Matt: Also, from a purely scientific view, the sporting element of playing football, the endorphins released whilst exercising improve your mental health. Further, if you’re actually in a free zone where you can be whoever you are, we think the benefits are exponential. Coming back to the toxic masculinity point within football, it shouldn’t just be some kind of macho sentiment. Some people are like that; some people aren’t. But either way, you can come to FC Not Alone and act like yourself, which is a good feeling. At FC Not Alone, you have the sporting element and team aspect, which are really beneficial to someone's mental health, particularly when they’re in a crisis, like when I was persuaded to play.
Ian: There is another scientific point of just exercising anyway.
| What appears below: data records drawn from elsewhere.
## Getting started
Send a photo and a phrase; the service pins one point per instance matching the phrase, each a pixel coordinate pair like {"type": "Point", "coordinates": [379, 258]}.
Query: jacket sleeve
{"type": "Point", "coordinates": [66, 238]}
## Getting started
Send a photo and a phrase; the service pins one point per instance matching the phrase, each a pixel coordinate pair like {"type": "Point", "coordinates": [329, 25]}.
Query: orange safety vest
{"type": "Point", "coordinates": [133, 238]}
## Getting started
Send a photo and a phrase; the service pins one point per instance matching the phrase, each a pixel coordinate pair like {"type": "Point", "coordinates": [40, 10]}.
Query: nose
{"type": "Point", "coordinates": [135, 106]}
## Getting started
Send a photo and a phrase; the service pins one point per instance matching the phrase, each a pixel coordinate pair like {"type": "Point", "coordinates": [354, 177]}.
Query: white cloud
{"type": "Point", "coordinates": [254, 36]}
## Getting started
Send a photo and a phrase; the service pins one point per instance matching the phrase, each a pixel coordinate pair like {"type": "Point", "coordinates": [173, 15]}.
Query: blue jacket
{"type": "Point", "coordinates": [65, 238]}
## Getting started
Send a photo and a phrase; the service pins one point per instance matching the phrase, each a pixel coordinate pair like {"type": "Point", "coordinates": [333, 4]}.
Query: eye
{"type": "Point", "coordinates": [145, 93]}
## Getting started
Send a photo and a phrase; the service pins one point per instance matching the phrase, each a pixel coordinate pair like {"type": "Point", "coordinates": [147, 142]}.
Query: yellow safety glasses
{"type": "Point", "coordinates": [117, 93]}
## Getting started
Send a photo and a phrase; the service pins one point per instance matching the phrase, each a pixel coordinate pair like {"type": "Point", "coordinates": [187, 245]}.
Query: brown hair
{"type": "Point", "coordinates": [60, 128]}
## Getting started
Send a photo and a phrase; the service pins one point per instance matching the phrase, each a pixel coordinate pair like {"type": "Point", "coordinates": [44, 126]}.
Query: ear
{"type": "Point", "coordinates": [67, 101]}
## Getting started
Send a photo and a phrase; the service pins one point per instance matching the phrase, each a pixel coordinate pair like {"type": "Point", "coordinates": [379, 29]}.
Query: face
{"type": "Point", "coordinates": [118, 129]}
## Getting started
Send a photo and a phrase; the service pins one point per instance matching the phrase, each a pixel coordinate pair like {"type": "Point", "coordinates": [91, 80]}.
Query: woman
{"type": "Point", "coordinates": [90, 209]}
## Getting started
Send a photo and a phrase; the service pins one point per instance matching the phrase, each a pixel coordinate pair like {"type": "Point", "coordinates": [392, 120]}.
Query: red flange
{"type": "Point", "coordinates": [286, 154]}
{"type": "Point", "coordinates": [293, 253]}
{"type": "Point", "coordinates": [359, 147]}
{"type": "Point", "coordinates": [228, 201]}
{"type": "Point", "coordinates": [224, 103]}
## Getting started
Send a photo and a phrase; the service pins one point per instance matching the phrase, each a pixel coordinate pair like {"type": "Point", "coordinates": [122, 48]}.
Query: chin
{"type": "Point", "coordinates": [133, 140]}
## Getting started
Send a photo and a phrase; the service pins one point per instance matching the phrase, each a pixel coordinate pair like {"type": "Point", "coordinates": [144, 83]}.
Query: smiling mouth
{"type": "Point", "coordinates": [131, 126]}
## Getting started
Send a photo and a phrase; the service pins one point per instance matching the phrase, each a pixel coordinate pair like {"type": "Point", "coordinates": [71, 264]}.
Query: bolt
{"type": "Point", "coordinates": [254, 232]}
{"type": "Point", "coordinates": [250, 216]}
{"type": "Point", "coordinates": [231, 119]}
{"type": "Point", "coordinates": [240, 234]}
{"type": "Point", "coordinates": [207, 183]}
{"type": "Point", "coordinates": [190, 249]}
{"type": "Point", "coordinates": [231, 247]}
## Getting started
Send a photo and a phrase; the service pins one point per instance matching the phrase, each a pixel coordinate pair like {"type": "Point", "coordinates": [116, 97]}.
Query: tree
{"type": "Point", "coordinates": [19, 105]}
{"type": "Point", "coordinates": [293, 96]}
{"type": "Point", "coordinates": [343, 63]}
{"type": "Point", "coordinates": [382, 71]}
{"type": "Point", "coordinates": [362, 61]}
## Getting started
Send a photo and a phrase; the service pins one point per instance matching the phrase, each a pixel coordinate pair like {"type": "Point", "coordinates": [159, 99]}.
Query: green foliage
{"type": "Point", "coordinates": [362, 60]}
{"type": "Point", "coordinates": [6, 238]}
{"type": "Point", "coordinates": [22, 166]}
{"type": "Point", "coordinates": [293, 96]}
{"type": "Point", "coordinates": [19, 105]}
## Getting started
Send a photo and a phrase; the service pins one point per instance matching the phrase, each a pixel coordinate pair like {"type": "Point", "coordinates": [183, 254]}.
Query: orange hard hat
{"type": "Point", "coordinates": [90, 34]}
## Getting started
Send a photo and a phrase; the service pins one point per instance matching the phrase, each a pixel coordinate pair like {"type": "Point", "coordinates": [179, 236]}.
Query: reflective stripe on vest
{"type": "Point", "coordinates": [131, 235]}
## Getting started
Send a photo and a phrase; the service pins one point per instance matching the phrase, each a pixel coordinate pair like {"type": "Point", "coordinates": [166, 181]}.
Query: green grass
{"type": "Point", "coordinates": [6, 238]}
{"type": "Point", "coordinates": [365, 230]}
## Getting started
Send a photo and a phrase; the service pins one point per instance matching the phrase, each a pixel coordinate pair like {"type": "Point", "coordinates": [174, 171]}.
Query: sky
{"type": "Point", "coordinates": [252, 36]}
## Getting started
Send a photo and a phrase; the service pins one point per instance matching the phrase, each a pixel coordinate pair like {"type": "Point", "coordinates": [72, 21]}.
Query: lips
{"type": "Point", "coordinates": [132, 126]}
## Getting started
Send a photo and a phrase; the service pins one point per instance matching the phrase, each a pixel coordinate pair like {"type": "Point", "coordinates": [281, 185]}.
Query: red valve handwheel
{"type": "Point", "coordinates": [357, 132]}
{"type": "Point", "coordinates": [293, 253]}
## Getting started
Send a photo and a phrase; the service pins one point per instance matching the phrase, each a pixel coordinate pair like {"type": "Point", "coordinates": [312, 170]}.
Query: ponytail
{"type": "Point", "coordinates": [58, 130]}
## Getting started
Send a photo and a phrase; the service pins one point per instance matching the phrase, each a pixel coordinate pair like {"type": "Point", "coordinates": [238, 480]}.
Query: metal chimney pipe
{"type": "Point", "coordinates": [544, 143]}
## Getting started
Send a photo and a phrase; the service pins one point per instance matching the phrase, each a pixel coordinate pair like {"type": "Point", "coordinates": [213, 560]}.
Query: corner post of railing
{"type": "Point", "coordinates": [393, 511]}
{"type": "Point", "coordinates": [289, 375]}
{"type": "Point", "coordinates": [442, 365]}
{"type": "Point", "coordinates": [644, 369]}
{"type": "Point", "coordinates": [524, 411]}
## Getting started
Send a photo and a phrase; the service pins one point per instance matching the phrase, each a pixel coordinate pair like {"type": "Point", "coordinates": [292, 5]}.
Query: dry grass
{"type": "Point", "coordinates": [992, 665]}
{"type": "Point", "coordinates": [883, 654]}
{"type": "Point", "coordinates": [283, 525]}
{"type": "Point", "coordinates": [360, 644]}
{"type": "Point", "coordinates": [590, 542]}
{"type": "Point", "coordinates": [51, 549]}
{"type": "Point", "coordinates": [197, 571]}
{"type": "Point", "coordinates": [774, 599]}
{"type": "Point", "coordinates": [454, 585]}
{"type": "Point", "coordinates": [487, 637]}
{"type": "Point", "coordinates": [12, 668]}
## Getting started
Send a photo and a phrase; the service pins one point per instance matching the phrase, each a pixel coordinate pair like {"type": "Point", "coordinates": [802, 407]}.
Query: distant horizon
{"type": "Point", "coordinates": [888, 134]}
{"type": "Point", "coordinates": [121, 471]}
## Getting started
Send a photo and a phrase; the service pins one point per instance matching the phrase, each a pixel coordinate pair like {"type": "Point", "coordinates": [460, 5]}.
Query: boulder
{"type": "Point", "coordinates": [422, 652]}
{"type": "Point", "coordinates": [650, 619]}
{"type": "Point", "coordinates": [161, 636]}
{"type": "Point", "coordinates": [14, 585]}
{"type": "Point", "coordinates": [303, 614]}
When I was trying to lose weight and become more comfortable in my own skin, I wasn’t comfortable going to the gym or other forms of exercise. But when you use football as a platform for weight loss that is a lot easier because you’re running around and having the motivation to actually run. In my case, without playing a game, the motivation to exercise becomes lessened. I feel like football in my life has been an enabler to allow me to lose weight, get fit, and enjoy life from a physical point of view.
WHAT COMES NEXT
Matt: We’ve put together a panel from various fields and various industries to discuss whether football is still in this trap where toxic masculinity exists. Football can be used as a vehicle for change, but there are other people that argue it can’t. It’s good to have this panel together, through various experts in their fields, to discuss that. We’ve also created of a football kit and a new logo, so there will be some promotion of that, displaying all the effort that has gone into that, which Ian has been a massive part of. Also, getting the word out for our tournaments which are coming up in June. My proudest achievement in my life was our tournament last year, and we want to create another day where even more people can come together, start to feel part of this community, and also have a great day full of football. The standard of football last year was really high, in a really nice atmosphere, on a summer's day.
Ian: Even for us, the event is about learning about this topic. Matt and I are going to learn so much just witnessing these people talking about it. I had this idea, and Matt has this idea of what we are going to do, but it would be interesting for us to have people that we know of talk about what they think toxic masculinity is and what they think about football. That will help us within our vision and research to be able to provide more solutions and answers via our platform. I think in the timeline of last summer, it was clear to us we needed an event for this summer, to continue the momentum we had from last year, to get the community we’ve built in one place and discuss this topic. I don’t want our events to only be about playing football; I want them to be places for intelligent and meaningful discussions too. FC Not Alone is going to be a platform for much more than just football and we are very excited for what the future holds for us and our growing community.